UGent 2013 Banner.jpg

Experiments

To test our idea we are conducting 6 experiments. These are described below.

Experiment 1


Experiment 1 is the knock-in (KI) of the construct containing ccdA, GFP and the homologous regions (this was constructed beforehand). This will be done by using the method of Datsenko & Wanner [PNAS 2000], based on homologous recombination. The principle of the KO/KI method is depicted below:

Datsenko-Wanner, 2000


Protocol experiment 1


Experiment 2



Next is finding a way to administer the toxin to the cells. This will be done by putting the gene coding for the toxin on a plasmid (a linear piece of DNA) and transferring this plasmid into the bacterial cell. In experiment 2 a plasmid containing ccdB (toxin) under control of a T7 promotor will be constructed. The T7 promoter allows us to control the expression of ccdB by regulating the amount of IPTG added to the cells. Protocol experiment 2

Experiment 3


Once we have constructed the plasmid with ccdB and a T7 promoter, it has to be transferred into the cells in which CIChE will be performed. This “transformation” (the process of putting DNA into a cell) will be carried out in experiment 3.


Protocol experiment 3

Experiment 4

Strains constructed in experiment 3 will be used to perform CIChE. Tandem gene replication of reporter protein GFP will be induced by replicating the antitoxin ccdA as a response on titration of the toxin ccdB. Titration of ccdB under inducible T7-promoter will be accomplished by different levels of IPTG [0.01 mM – 0.5mM] and different plasmid copy numbers [p5, p10 and p20].

Protocol experiment 4

Experiment 5

Through experiment 4 we obtained strains that underwent different levels of chromosomal evolution and should contain different construct copy numbers. In experiment 5 we will assess the number of duplications by growing our colonies in microtiter plates and measuring fluorescence intensity and optical density (OD) inside the FLUOstar OPTIMA (BMG LABTECH). Bacteria with higher construct copy numbers also contain a higher number of gfp copies, resulting in higher fluorescence intensities.

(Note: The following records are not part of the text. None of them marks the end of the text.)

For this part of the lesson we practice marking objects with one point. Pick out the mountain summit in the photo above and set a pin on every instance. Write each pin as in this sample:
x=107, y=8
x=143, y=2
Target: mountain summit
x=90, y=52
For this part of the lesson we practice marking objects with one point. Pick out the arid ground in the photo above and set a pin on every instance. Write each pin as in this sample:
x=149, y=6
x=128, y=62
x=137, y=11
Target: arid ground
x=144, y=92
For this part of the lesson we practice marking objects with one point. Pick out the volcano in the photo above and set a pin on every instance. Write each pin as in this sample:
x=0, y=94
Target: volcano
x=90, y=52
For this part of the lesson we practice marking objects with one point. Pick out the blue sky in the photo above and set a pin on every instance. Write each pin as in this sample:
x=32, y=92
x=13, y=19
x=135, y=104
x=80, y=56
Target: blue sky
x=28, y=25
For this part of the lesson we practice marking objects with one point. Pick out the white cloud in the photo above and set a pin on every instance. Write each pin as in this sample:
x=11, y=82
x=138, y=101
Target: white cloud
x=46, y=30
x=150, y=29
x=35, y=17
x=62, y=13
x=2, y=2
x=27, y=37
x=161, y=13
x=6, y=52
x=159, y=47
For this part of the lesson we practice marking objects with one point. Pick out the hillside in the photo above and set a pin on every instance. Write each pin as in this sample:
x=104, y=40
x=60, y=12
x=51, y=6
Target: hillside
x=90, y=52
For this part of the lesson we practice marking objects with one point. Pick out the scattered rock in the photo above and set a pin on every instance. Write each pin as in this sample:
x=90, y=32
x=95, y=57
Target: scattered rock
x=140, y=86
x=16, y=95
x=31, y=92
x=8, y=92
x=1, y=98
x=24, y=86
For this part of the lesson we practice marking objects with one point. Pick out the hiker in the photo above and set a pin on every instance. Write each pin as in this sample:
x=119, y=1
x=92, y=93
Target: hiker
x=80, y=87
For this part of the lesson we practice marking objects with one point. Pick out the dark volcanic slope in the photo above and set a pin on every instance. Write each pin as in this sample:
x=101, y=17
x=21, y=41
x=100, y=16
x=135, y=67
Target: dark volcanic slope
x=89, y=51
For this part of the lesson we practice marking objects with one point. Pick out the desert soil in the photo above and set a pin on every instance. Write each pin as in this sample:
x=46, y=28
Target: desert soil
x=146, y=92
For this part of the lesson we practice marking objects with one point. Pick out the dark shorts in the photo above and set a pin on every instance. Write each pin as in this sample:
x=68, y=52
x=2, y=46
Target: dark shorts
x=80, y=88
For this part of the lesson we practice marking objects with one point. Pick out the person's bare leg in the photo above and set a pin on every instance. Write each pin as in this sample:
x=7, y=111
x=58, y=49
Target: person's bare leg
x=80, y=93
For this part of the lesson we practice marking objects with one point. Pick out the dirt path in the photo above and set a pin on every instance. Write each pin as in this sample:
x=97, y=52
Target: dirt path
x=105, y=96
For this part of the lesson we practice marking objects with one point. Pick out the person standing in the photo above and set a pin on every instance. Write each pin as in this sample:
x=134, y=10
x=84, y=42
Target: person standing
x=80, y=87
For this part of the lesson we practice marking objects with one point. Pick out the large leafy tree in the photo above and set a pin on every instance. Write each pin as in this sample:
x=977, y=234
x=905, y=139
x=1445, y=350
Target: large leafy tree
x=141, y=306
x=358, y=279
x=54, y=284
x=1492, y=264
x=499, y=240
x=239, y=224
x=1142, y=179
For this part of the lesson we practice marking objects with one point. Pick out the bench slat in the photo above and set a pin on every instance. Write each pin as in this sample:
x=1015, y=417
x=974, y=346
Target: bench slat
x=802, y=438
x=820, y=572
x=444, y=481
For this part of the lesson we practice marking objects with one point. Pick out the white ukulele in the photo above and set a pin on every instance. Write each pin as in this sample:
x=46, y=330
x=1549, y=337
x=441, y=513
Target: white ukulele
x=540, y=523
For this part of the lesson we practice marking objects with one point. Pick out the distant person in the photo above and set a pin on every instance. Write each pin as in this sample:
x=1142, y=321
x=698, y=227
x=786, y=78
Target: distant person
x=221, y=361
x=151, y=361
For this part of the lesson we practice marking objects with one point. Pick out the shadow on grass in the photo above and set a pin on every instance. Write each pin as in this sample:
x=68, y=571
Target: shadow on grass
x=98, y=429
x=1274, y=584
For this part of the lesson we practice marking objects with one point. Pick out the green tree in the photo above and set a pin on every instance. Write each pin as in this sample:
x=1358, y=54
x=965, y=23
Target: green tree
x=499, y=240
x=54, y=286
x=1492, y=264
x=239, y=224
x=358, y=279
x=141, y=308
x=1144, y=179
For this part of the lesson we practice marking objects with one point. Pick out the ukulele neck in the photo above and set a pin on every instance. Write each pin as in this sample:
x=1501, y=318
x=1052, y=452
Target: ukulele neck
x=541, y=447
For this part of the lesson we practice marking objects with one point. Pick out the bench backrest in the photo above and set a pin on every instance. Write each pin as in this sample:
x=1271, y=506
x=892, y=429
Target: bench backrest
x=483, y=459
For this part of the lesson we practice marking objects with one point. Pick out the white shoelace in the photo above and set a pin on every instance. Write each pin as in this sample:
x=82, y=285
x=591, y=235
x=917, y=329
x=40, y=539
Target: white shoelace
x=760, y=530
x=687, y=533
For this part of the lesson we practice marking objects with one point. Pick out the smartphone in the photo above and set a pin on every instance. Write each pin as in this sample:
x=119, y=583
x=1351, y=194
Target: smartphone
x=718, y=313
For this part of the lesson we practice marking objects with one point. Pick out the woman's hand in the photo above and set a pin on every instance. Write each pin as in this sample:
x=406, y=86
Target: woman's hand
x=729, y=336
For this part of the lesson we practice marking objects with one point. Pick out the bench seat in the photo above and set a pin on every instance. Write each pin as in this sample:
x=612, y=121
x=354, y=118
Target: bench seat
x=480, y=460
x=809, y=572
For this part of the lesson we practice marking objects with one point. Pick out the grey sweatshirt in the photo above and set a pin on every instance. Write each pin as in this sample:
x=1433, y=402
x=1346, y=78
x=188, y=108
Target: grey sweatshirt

Besides measuring fluorescence, we also measure OD as this an indicator for the growth of the bacteria. This has to be taken into account when analysing fluorescence results, since fluorescence is also dependent of bacterial density. To compare bacterial colonies, grown in different IPTG concentrations, this factor has to be eliminated. That is why for comparison we will use fluorescence/OD.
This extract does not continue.